Under California law, unions can charge teachers for expenses related to collective bargaining as well as the unions’ political activities, regardless of whether the teachers support that political spending. Bain v. CTA argues that the political fees are unconstitutional under the First Amendment and dissenting teachers such as Bhakta shouldn’t have to pay for them. Private-sector union workers already have the right to opt out of those fees under the Supreme Court’s 1988 Beck decision.
Bhakti, an assistant principal at Arcadia Unified School District in Arcadia, Calif., and her co-plaintiffs, teachers April Bain and Clare Sobetski, are being represented with help from StudentsFirst, the nonprofit group founded by education reformer Michelle Rhee.
Should Bhakta and her co-plaintiffs prevail, it could be a severe financial blow to the unions, which depend on the funding to their political spending. The Supreme Court already has taken a skeptical view of these fees. In 2012’s Knox v. SEIU, it said the union could not make members pay a one-time special assessment for political spending without giving them the opportunity to opt out first.
Bain v. CTA is before the West Coast’s 9th Circuit Court of Appeals, one of the more liberal appeals courts. “We are just waiting on a date for trial arguments,” said Josh Lipshutz, the attorney for the plaintiffs. Appeals of appeals court decisions go to the Supreme Court.
“We’re not in a position to comment on the case, which we are actively litigating at the Court of Appeals,” CTA spokeswoman Claudia Briggs said.
Also vying for the Supreme Court’s attention are Yohn v. California Teachers Associationand Janus v. American Federation of State, County and Municipal Employees. Both ask if state government employees can be forced to pay so-called “security fees” to the unions that represent their workplace as a condition of employment. Such fees are common provision in public-sector union contracts. Losing them would be a severe financial blow to the unions.
The justices deadlocked 4-4 last year on a case similar to Yohn and Janus called Friedrichs v. CTA. Justice Antonin Scalia’s death prevented a tie-breaking vote, leaving the question unresolved by the court. Now that Justice Neil Gorsuch has replaced Scalia, the court may decide to take up the issue of compelled union dues again.
Bain v. CTA doesn’t go as far as the other cases, Lipshutz noted, since it doesn’t challenge the ability of the unions to charge for costs strictly relating to collective bargaining. “My clients don’t oppose being in a union,” Lipshutz said. They just want the union to focus on representing them.
The unions nevertheless fear the case. When a District Court judge ruled against the plaintiffs in 2015, CTA called it “the latest example of corporate interests reinterpreting the First Amendment to silence the collective voice of the nation’s working men and women and undermine the democratic process within unions.”
Organized labor and its allies in the Democratic Party have been bracing for a major hit to union power since Gorsuch was confirmed. “This justice is poised to cast the fifth vote to make it next to impossible for public-sector labor unions to organize,” said Tom Perez, chairman of the Democratic National Committee and former secretary of labor, in an April speech to the United Steelworkers union.

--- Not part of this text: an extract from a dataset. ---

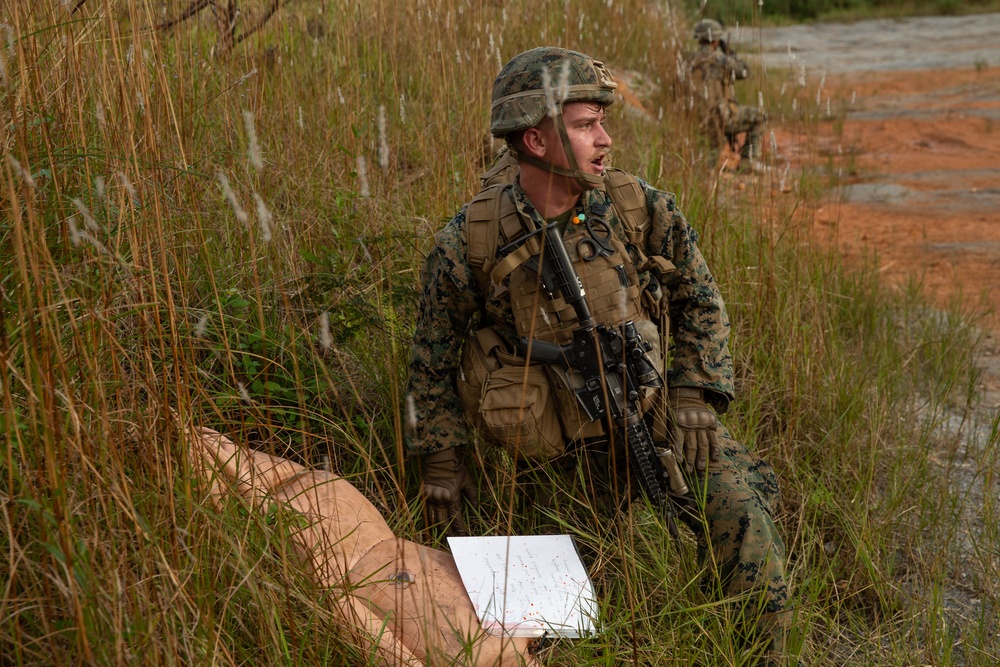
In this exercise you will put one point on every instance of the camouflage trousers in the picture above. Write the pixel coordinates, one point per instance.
(739, 119)
(731, 514)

Bhakta says her local union does a good job of representing its members and negotiating with the school board. Her objection is with the leaders of the state headquarters. Bhakta was active in education policy advocacy at the state level only to find that the union was blocking reforms she supported.

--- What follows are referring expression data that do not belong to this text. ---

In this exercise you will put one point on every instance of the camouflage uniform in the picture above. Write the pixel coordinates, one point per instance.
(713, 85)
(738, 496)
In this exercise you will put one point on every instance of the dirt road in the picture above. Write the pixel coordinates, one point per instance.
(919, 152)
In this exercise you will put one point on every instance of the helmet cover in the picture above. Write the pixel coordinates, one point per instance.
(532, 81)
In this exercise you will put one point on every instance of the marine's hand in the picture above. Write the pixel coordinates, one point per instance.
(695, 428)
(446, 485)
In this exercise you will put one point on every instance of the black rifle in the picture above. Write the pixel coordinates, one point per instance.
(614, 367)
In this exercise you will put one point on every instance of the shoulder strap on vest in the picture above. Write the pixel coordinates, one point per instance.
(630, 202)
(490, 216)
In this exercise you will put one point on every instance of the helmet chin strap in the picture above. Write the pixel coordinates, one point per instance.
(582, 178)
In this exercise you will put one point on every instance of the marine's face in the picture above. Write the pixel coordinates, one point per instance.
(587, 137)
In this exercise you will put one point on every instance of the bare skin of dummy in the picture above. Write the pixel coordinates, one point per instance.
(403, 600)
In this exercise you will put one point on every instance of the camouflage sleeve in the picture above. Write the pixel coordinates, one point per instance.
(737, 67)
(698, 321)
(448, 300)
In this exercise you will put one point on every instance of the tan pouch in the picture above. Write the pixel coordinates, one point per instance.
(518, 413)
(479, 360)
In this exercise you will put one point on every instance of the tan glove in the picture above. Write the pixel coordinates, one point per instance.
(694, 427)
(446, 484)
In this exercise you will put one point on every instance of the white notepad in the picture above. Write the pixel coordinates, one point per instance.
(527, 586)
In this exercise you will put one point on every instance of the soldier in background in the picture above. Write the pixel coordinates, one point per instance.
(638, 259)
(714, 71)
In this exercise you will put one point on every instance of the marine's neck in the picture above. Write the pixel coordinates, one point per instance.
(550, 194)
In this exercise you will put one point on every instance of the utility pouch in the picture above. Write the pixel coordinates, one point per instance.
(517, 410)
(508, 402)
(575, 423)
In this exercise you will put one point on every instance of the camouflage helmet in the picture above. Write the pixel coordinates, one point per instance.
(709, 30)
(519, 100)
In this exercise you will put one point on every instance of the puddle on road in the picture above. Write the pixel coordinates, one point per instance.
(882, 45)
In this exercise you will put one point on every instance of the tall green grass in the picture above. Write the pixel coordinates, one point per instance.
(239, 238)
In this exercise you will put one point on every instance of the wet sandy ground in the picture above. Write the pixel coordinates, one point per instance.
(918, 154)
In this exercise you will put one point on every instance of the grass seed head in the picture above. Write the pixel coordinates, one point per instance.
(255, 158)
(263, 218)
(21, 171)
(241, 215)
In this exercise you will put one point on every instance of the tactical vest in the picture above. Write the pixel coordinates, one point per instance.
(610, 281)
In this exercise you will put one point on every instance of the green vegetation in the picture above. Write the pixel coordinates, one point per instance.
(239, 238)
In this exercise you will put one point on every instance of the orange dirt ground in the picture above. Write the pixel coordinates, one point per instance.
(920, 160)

She recalls one instance in which she was testifying in favor of a measure with several dozen teachers and parents. The union sent a single lobbyist who nevertheless swayed the committee. Afterward the lobbyist told Bhakta, “Teachers don’t want this bill,” ignoring that she and many of her fellow activists that day were teachers.

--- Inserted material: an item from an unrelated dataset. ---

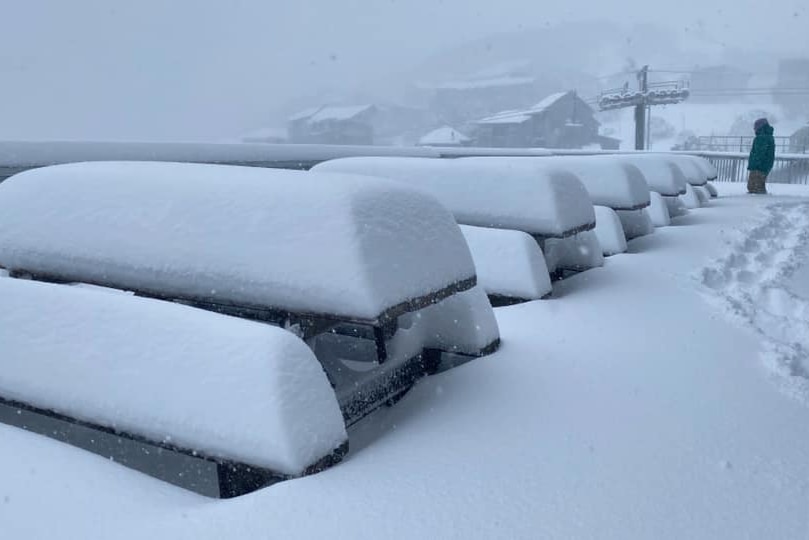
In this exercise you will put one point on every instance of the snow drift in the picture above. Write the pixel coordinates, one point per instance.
(226, 388)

It was a stark contrast from her local chapter, which surveys its members regularly to decide on policy, Bahkta said. With CTA’s headquarters, however, there was “no communication whatsoever.” She decided that being forced to pay for that kind of representation wasn’t fair.
“I don’t think the idea that the union owns this [security clause] money is accurate. The union should have to earn this,” she said. “Every organization needs to cater to their members.”